Giving the state administration’s health care delivery a pass mark after inspecting the facilities across the state, the leader of the team, Dr Dirnesh Nair, said the success had become an inspiration to the World Bank, hence the award of the grant.

According to Nair, the fact-finding team came to ascertain the human resources available for health care delivery in the state and see if they were enough and competent to make the workability of the approved grant possible.

Revealing the team’s satisfaction at what it met on ground, the World Bank team leader  confessed that the Abiye model safe motherhood – of which the Mother and Child Hospital is a constituent being operated by the state-could  be a good resource base of health programme globally.

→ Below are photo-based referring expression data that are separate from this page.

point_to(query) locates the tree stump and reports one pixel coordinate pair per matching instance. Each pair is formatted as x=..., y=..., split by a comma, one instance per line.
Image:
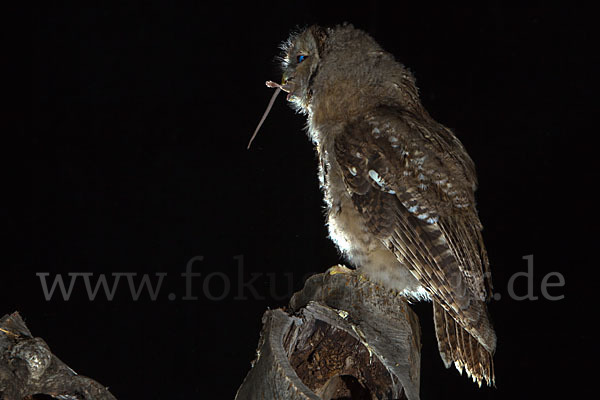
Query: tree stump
x=28, y=368
x=342, y=337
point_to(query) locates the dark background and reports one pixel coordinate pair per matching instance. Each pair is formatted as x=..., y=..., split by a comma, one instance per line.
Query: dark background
x=140, y=115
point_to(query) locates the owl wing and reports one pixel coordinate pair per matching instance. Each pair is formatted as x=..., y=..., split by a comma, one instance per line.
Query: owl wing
x=413, y=183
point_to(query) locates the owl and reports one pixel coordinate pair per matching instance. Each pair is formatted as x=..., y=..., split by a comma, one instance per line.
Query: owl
x=398, y=186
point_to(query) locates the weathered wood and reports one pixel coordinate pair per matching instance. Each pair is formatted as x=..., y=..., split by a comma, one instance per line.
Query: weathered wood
x=342, y=337
x=28, y=367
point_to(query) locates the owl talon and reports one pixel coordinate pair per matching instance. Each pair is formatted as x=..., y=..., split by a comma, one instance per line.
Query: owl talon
x=339, y=269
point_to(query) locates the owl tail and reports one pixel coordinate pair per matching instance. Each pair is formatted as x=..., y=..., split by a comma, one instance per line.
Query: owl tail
x=458, y=346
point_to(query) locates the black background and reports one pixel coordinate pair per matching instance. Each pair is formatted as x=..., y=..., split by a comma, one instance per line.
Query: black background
x=137, y=162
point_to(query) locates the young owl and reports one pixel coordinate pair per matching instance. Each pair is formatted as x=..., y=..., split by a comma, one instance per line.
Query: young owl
x=398, y=186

He observed that the Abiye project is the best health care intervention to fight maternal and infant mobility in the world.
According to Nair,  apart from Ondo, two other states have been selected to benefit from the facility based financing of the World Bank, adding that this will improve the performance of government in the area of health care delivery.

Disclosing that the brief of the visiting team included ascertaining the benefits due to health workers operating the healthcare programme, number of patients benefiting from the state’s immunization programme and sundry health delivery processes, the World Bank team leader said the implementation of the grant will begin in the first quarter of  2012  after the memorandum of understanding with which the facility will be implemented would have been signed.

The testimonies coming from the Ondo Mother and Child Hospital and the endorsements of the international community as voiced out  by the World Bank and the London School of Hyper and Tropical Medicine point in one direction: The facility is living up to its slogan aptly declared in a plaque at the entrance of the Akure facility that ‘Pregnancy is not a death sentence in Ondo.’

Akinmade and the chief press secretary to Mimiko, Mr Eni Akinsola, believe the “good works the governor is doing on maternal mortality intervention and the larger medical spheres as well as the other sectors in the state  will speak for him at the 2013 polls when he is due for re-election.”